Simmerath: Abwassergebühr in Simmerath: Entscheidung erst im Herbst

Simmerath: Abwassergebühr in Simmerath: Entscheidung erst im Herbst

Ohne einen Beschluss über eine nach Oberflächen- und Schmutzwasser getrennte Abwassergebühr zu fassen, haben sich die Simmerather Kommunalpolitiker in die Sommerferien verabschiedet.

Auf einen erhöhten Beratungsbedarf nach einer „kontroversen Debatte” in der Fraktion verwies im Gemeinderat am Mittwochabend CDU-Fraktionschef Bruno Löhrer. Es gebe noch so viele offene Fragen, „da sollten wir nichts übers Knie brechen”.

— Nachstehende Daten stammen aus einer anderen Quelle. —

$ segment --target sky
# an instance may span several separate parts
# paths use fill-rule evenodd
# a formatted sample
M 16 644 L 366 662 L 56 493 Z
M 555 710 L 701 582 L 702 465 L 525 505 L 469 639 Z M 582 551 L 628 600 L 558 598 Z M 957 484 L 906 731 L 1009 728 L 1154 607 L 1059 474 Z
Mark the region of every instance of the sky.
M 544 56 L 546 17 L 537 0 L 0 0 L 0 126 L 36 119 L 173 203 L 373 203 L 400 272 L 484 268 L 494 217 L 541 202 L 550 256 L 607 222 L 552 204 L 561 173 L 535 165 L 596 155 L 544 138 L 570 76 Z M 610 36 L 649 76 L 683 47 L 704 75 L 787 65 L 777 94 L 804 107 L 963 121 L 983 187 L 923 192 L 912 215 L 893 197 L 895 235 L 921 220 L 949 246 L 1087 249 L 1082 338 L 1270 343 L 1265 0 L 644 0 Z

Dem schloss sich Löhrers Pendant von der SPD, Gregor Harzheim, an, und auch die kleinen Oppositionsriegen waren damit einverstanden, das Thema nach der Sommerpause erneut aufs Tapet zu bringen. Lediglich Claus Brust von der UWG wollte in der Ratssitzung entscheiden. „Jetzt ist die Abwassergebühr unweigerlich ein Wahlkampfthema”, befürchtete Brust, der das für die Simmerather Bürger so wichtige Thema am liebsten aus dem öffentlichen Parteiengezänk heraushalten wollte.

Von einem „Wahlkampfthema” wollte Jens Wunderlich von der CDU nichts wissen: „Wir wollen verhindern, dass 60 Prozent der Bürger nach der neuen Regelung draufzahlen.”